Introduction to incidents
See also: Incident process
Incidents sound scary, the term “incident” just means something is going wrong or not working as expected. Incidents can happen anywhere, and we face technology outages that will impact our users.
We can’t stop incidents from happening, but we can make sure we are ready to deal with them.
What is incident response?
This is the broad term that refers to the processes we follow when something happens. These are the things we should be thinking about apart from actually fixing the issue:
- Communicating with ourselves
- Communication with users
- Clearly defining roles
- Getting the right people involved
- Tracking what’s happened
Incident Priority
Assign a priority level to incidents based on their complexity, urgency and resolution time.
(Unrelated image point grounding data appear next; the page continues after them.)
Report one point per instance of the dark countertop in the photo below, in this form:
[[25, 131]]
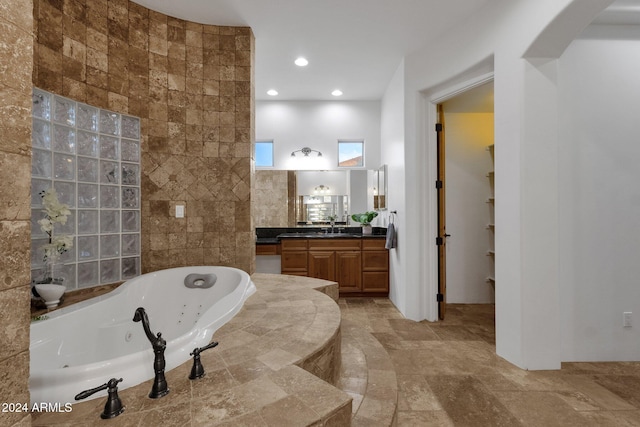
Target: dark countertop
[[271, 236]]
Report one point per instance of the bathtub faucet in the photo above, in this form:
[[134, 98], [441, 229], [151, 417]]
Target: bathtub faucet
[[159, 345]]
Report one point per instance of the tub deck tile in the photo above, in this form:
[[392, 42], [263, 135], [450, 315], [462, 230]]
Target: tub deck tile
[[267, 370]]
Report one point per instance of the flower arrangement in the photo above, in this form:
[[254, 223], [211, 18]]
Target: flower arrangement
[[55, 213], [364, 218]]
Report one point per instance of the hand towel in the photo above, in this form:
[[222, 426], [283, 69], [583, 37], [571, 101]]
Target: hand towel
[[391, 237]]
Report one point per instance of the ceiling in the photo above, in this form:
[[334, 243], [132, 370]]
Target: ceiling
[[353, 45]]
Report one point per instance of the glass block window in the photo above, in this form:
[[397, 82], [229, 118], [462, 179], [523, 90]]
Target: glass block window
[[92, 158]]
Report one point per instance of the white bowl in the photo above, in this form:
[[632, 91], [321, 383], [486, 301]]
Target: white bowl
[[50, 293]]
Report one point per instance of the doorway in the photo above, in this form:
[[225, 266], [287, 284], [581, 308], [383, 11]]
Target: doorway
[[466, 221]]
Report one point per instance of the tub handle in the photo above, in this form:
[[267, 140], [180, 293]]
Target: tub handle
[[197, 370], [201, 281], [114, 406]]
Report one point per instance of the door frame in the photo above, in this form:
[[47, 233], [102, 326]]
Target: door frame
[[430, 103]]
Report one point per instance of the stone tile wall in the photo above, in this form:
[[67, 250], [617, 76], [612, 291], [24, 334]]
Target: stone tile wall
[[192, 87], [16, 62]]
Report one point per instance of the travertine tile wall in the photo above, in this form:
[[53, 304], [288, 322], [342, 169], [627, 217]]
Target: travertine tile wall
[[271, 198], [192, 87], [16, 62]]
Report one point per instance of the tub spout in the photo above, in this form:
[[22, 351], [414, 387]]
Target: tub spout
[[159, 344]]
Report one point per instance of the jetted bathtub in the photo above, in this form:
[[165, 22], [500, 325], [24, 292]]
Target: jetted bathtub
[[82, 346]]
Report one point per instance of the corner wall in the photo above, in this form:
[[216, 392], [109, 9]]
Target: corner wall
[[16, 63], [527, 310], [192, 86], [599, 196]]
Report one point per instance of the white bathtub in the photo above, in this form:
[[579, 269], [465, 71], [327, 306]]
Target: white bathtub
[[84, 345]]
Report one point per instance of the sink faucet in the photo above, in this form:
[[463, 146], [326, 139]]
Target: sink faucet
[[159, 345]]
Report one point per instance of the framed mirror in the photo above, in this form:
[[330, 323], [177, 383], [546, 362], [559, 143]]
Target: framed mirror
[[380, 199]]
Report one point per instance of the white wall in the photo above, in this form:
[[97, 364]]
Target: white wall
[[526, 137], [318, 125], [392, 153], [467, 189], [599, 187]]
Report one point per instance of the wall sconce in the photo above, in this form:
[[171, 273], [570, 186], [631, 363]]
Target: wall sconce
[[306, 151], [321, 189]]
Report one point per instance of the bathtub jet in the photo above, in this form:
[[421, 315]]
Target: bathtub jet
[[89, 342]]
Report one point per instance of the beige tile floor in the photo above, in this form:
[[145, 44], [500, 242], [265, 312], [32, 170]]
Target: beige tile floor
[[449, 375]]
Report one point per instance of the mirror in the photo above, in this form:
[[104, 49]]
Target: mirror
[[380, 193], [286, 198]]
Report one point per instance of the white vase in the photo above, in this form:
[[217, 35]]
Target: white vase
[[50, 293]]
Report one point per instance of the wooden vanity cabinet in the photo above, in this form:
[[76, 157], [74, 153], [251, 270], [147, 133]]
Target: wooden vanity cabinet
[[294, 257], [360, 266], [338, 260], [375, 266]]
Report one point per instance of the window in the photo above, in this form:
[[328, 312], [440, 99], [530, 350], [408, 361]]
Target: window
[[264, 154], [92, 159], [350, 154]]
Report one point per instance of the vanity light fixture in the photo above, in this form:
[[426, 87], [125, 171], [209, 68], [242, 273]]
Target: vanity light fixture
[[321, 189], [306, 151]]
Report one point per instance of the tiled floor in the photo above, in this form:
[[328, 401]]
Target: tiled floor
[[449, 375]]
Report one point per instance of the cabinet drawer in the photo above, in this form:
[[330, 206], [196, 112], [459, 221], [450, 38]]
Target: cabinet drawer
[[375, 281], [375, 261], [293, 244], [373, 244], [334, 244], [267, 249]]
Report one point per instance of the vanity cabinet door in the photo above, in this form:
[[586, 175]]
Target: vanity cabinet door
[[375, 267], [294, 257], [322, 265], [349, 271]]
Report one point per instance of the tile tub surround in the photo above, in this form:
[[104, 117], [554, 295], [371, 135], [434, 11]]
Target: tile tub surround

Incident severity also determines response times and support level.
Incident priority table
Classification | Type | Example | Response time | Update frequency |
---|---|---|---|---|
P1 | Critical | Complete outage, or ongoing unauthorised access | 20 minutes | 30 Minutes |
P2 | Major | Substantial degradation of service | 60 minutes | 1 hours |
P3 | Significant | Users experiencing intermittent or degraded service due to platform issue | 2 hours | Once after 2 business days |
P4 | Minor | Component failure that does not immediately impact a service, or an unsuccessful DoS attempt | 1 business day | Once after 5 business days |
Guidance for products
The main incident response process is stored here in the opg-technical-guidance
respository. Each product should have a product runbook also located in this repository,
you should create a link to this runbook from your repository in the README.md
.